That incentive was a 28 percent subsidy for retiree coverage, plus a tax deduction for the payment, essentially creating a double benefit not usually granted under tax rules.
The carrot was added to ensure employers would not drop their own retiree coverage. The legislation signed by President Barack Obama last week keeps the subsidy, but no longer lets companies deduct the subsidy from their income.
That change has prompted a slew of companies to warn investors of one-time charges, generally in the millions of dollars to $150 million, although AT&T reported an eye-popping $1 billion charge.
Corporate America complains the change amounts to a tax increase, while the White House says it essentially closes a loophole.

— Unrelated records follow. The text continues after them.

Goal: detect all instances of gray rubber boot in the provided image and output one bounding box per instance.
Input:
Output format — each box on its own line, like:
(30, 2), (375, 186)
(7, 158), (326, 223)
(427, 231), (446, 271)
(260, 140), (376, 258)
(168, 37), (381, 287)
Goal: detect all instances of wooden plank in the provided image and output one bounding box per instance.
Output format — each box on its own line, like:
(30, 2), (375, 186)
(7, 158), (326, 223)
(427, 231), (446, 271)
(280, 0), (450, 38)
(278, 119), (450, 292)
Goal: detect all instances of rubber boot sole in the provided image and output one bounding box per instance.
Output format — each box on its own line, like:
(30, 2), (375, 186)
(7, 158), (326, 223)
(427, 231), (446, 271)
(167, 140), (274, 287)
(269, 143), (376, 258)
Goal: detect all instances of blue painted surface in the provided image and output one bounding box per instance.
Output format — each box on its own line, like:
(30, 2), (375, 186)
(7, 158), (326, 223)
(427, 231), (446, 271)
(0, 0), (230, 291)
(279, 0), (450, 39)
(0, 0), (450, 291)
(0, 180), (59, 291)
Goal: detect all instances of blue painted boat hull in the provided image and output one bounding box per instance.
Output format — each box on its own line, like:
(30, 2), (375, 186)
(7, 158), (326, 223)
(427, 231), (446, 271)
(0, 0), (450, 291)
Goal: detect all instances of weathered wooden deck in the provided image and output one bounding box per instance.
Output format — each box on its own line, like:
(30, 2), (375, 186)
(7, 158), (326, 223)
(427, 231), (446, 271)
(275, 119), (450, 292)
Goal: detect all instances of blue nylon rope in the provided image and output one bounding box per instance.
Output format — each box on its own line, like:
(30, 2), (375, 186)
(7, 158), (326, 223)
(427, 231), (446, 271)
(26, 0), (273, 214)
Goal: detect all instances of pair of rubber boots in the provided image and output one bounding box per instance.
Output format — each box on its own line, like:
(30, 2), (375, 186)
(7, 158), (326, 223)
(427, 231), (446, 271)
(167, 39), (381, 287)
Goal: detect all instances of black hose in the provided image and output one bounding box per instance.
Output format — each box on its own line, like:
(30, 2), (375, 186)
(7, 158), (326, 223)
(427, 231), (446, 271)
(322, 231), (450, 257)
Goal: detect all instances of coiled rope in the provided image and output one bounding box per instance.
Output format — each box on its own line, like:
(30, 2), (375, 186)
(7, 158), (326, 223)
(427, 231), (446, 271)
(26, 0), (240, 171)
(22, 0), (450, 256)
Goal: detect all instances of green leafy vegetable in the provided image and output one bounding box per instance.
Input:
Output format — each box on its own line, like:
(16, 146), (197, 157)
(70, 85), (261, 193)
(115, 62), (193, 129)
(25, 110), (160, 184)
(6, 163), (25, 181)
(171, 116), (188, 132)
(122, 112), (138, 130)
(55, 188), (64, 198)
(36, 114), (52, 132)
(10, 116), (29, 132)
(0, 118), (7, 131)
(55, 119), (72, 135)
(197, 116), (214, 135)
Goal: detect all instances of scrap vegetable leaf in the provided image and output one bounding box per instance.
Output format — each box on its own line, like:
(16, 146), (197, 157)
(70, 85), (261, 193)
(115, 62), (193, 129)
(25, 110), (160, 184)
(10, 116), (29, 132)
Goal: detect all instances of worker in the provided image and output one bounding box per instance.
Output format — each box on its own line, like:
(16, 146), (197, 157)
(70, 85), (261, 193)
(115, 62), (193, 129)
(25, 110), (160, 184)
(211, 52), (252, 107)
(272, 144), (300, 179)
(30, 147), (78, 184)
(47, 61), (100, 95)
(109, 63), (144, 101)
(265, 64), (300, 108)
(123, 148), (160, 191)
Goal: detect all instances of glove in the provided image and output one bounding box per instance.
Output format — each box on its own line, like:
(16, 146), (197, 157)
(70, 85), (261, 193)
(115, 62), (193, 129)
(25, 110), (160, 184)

"There is no question that the prior rule was a double dip," said Edward Kleinbard, a law professor at the University of Southern California and former chief of staff of the congressional Joint Committee on Taxation.
"On the one hand, employers got a tax-free cash subsidy for offering these qualified retiree prescription drug plans, and on the other, the employers got to deduct that subsidy when they incurred costs under the plan," he added.
Just days after the bill was passed, AT&T, Caterpillar, Deere, Boeing, and others started announcing the charges to their earnings.
Republicans are citing the charges in their assault on the law. Their House leadership shot an email to reporters within an hour of Boeing's announcement Wednesday that it would take a $150 million non-cash charge against first-quarter results due to the change.
"Boeing has joined a long list of employers," the email said, asserting that the healthcare law "continues to have a negative effect" on the economy.
White House spokesman Robert Gibbs last week brushed aside the companies' and Republicans' complaints, saying the changes amounted to closing a tax loophole.
"So basically, they get a subsidy and what amounts to two deductions," Gibbs said. "This bill, our bill, simply closes the loophole."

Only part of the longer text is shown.